Rancangan pembelaran P5 tentu harus berpusat pada siswa (student centered learning). Pembelajaran yang berpusat pada siswa ya pembelajaran berdiferensiasi itu. Pembelajaran yang memberi keleluasaan pada siswa untuk meningkatkan potensi dirinya sesuai dengan kesiapan belajar, minat, dan profil belajar siswa.

Tidak hanya berfokus pada produk pembelajaran, tapi juga fokus pada proses dan konten/materi. Jadi, dengan pembelajaran berdiferensiasi itu guru lebih menghargai keberagaman siswa. Di sinilah pentingnya penanaman karakter kebhinekaan itu.

Karena pembelajaran berdeferesiansi pada dasarnya proses belajar mengajar yang menyesuaikan kemampuan dan kebutuhan masing-masing siswa. Maka, ketika tema P5 seperti bhineka tunggal ika, kearifan lokal, suara demokrasi, dan sebagainya diberikan pada siswa sesuai tahapan belajar dan kebutuhannya.

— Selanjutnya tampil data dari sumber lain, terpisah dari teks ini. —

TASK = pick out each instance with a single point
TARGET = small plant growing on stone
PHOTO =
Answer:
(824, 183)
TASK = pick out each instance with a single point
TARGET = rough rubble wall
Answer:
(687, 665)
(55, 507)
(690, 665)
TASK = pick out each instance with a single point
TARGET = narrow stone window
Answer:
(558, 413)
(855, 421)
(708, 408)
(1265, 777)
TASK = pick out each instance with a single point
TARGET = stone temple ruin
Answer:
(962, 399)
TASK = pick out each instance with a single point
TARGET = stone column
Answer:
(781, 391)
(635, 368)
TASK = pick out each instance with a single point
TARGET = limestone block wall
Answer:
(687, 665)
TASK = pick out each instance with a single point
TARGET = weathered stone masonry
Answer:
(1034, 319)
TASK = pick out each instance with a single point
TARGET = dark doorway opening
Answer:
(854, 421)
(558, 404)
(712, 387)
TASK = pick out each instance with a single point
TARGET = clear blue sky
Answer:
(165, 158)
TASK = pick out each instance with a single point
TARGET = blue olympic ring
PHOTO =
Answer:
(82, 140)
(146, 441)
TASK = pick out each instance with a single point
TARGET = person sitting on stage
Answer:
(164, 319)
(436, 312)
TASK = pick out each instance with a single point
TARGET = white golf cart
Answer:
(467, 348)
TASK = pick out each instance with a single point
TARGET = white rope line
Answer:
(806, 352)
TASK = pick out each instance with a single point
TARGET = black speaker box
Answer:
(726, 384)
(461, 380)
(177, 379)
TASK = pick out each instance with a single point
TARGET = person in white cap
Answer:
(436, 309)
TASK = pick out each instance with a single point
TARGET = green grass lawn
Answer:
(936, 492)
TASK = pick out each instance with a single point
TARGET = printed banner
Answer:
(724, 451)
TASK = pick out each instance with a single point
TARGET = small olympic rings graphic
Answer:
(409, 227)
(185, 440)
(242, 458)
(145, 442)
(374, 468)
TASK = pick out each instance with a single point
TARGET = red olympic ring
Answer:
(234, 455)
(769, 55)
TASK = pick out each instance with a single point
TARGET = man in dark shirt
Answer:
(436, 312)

Siswa bisa benar-benar menjadi subyek pembelajaran yang dihargai, dihormati, dibebaskan, dan berkeadilan dalam mengakses pembelajaran. Sedangkan guru benar-benar sebagai fasilitator yang membimbing, menuntun (among) dan mendampingi siswa dalam mengembangkan potensi yang dimiliki. Dalam berproses tersebut diharapkan bertumbuh karakter kebinekaan yang baik dalam diri siswa sejak dini.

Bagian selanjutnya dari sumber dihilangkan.